El Gharani makes further accusations. He says guards broke one of his front teeth, that they beat his head against the ground and emptied about two canisters of tear gas on him. All this happened after he refused to leave his cell. He said six men wearing helmets and protective clothing came into his cell and were accompanied by a soldier with a camera and canisters of tear gas.
His mistreatment in Guantanamo took place just 20 days before the inauguration of US President Barack Obama, el Gharani said. Obama declared on his second day in office that the camp would be closed within a year. But el Gharani says regardless of the new president, "there has been no change in the administration of Guantanamo."
Prisoner Knows Al-Jazeera Journalist
It seems that el Gharani, who was 14 when the Pakistani police handed him over to the US military, gave the interview by tricking prison authorities. He enjoys certain privileges because he is no longer classified as an "enemy combatant" thanks to a court ruling in January 2009. That means he is allowed to call relatives once a week -- or, to be precise, he can have them called. The number of the "uncle" he asked to be called was in fact the number of Sami al-Hajj, an Al-Jazeera cameraman who had spent six years in Guantanamo before being released last year.
Al-Hajj transcribed part of the interview and Al-Jazeera put it on its Web site on Tuesday.
The broadcaster also confronted the Pentagon and the US Justice Ministry with el Gharani's statements, but received an evasive response from the spokesman of the camp. Commander Brook DeWalt said he had no evidence that the phone transcript was authentic or that the claims were true.

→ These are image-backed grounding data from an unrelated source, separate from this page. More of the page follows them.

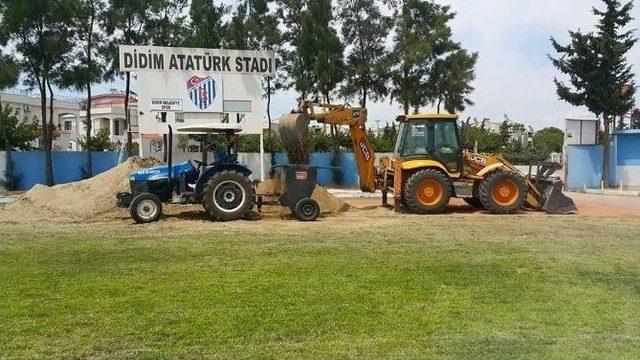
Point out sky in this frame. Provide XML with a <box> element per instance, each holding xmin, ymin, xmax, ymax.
<box><xmin>89</xmin><ymin>0</ymin><xmax>640</xmax><ymax>131</ymax></box>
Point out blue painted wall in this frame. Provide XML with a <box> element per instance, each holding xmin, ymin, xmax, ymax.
<box><xmin>566</xmin><ymin>145</ymin><xmax>603</xmax><ymax>189</ymax></box>
<box><xmin>616</xmin><ymin>132</ymin><xmax>640</xmax><ymax>166</ymax></box>
<box><xmin>10</xmin><ymin>151</ymin><xmax>123</xmax><ymax>190</ymax></box>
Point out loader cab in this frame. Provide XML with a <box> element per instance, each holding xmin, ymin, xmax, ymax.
<box><xmin>394</xmin><ymin>114</ymin><xmax>462</xmax><ymax>173</ymax></box>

Sami al-Hajj, the Al-Jazeera cameraman who spoke to el Gharani, told SPIEGEL ONLINE on Wednesday that the published phone conversation wasn't the first he had with the man from Chad. The first contact was about 10 days ago. He said he had given el Gharani his number when he had still been a detainee in Guantanamo. "So I know him well," Hajj said. "I'm convinced that he's telling the truth. Just as I'm convinced that he never had any links with the Taliban or al-Qaida."
Insufficient Evidence
El Gharani is being held in Camp Iguana, al-Hajj said. That part of Guantanamo is where inmates are held who are to be released. El Gharani has been part of that group ever since a judge ruled on January 19 that the US government doesn't have reliable evidence of his involvement in international terrorism.
According to documents in his case published by the New York Times, the US government accused el Gharani of having received military training in an al-Qaida-affiliated military training camp, been a courier for high-ranking members of the network and having been a member of an al-Qaida cell based in Lolndon.
Judge Richard J. Leon concluded that too many of the accusations were based on possibly unreliable statements by fellow detainees, or on secret documents that were inconsistent. He said that while doubts remained, none of the evidence justified classifying him as an "enemy combatant." As a result, all possible diplomatic steps should be taken to release him.
Al-Hajj said el Gharani was now aware of this decision and was preparing to be deported to Chad, although he had never been there before. According to US government documents, el Gharani is a citizen of Chad but was born in Saudi Arabia, from where he is alleged to have entered Pakistan with a forged passport.
It is difficult to verify el Gharani's accusations. Ever since Guantanamo was set up in 2002, the US government has prohibited any contact between inmates and journalists. El Gharani was one of the first, and one of the youngest, inmates to arrive in the prison camp in Cuba.